US 11,657,251 B2
System and method for multi-agent reinforcement learning with periodic parameter sharing
Alireza Nakhaei Sarvedani, Sunnyvale, CA (US); Kikuo Fujimura, Palo Alto, CA (US); and Safa Cicek, Los Angeles, CA (US)
Assigned to HONDA MOTOR CO., LTD., Tokyo (JP)
Filed by Honda Motor Co., Ltd., Tokyo (JP)
Filed on Nov. 11, 2019, as Appl. No. 16/680,395.
Claims priority of provisional application 62/759,957, filed on Nov. 12, 2018.
Prior Publication US 2020/0151564 A1, May 14, 2020
Int. Cl. G06V 10/764 (2022.01); G06N 3/08 (2023.01); G06N 3/04 (2023.01)
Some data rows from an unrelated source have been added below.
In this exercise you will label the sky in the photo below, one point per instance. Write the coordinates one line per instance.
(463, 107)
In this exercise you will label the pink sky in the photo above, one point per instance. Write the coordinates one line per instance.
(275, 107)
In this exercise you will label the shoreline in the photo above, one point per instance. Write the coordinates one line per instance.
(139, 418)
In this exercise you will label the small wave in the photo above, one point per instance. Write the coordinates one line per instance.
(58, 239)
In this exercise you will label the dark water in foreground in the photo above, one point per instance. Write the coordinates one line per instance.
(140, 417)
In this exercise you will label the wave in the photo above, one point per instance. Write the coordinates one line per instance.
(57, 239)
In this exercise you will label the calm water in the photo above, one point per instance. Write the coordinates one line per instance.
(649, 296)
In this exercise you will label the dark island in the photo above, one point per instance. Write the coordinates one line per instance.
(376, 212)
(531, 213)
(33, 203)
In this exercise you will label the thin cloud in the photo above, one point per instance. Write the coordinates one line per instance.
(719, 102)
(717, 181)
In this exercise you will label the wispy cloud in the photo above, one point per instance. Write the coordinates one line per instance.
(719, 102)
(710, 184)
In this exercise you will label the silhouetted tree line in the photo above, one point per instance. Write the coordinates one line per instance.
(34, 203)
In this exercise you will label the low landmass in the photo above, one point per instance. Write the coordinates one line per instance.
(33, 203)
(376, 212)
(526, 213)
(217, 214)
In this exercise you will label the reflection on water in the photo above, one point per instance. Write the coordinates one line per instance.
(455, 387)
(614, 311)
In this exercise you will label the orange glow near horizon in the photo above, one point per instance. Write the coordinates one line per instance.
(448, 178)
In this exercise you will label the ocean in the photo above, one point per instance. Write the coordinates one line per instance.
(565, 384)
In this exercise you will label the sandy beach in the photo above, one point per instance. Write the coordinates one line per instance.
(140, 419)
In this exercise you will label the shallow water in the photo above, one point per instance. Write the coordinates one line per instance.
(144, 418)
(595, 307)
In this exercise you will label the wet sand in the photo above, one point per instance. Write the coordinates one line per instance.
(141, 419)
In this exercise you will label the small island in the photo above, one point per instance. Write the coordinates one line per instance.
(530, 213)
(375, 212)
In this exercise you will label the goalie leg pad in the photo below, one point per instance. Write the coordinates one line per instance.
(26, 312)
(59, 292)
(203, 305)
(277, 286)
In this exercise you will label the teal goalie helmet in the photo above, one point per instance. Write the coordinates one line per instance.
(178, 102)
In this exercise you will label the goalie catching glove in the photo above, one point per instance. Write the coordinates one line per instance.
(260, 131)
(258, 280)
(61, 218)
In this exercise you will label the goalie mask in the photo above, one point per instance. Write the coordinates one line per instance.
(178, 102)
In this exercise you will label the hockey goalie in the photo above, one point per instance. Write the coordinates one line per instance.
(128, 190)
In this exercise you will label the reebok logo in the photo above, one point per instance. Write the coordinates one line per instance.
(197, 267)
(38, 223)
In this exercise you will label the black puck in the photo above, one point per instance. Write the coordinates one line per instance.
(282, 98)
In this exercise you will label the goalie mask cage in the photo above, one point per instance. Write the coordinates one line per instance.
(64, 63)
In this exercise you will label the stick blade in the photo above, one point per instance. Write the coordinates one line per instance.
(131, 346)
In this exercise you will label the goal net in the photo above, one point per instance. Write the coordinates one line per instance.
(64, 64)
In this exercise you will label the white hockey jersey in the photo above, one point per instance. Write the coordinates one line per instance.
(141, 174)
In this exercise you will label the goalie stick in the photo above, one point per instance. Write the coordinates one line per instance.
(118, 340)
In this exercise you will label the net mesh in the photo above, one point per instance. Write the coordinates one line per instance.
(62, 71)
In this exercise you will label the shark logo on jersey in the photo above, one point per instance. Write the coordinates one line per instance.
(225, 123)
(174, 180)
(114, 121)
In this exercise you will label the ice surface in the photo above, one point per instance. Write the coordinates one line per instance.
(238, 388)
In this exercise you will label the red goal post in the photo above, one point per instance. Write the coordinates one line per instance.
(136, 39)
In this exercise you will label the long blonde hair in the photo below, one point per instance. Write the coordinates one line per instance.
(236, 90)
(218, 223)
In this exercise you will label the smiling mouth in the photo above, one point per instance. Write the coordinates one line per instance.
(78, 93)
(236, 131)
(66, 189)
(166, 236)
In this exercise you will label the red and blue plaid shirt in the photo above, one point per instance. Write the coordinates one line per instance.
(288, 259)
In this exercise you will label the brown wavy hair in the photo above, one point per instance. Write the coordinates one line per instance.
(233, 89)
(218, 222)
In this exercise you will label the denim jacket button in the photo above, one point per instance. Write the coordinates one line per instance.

CPC G06N 3/08 (2013.01) [G06N 3/0454 (2013.01)] 20 Claims
OG exemplary drawing
 
1. A computer-implemented method for multi-agent reinforcement learning with periodic parameter sharing, comprising:
inputting at least one occupancy grid to a convolutional neural network (CNN) and at least one vehicle dynamic parameter into a first fully connected layer, wherein the at least one occupancy grid and the at least one vehicle dynamic parameter are associated with at least one of: an ego agent and a target agent;
concatenating outputs of the CNN and the first fully connected layer, wherein the concatenated outputs of the first fully connected layer and the CNN are inputted into a long short-term memory unit (LSTM), wherein the LSTM is configured to output temporal data that includes classification and prediction based data that is associated with a time series that pertains to a multi-agent environment and at least one of: the ego agent and the target agent;
providing Q value estimates for agent actions based on processing of the concatenated outputs and choosing at least one autonomous action to be executed by at least one of: the ego agent and the target agent; and
processing a multi-agent policy that accounts for operation of the ego agent and the target agent with respect to one another within the multi-agent environment based on the at least one autonomous action to be executed by at least one of: the ego agent and the target agent.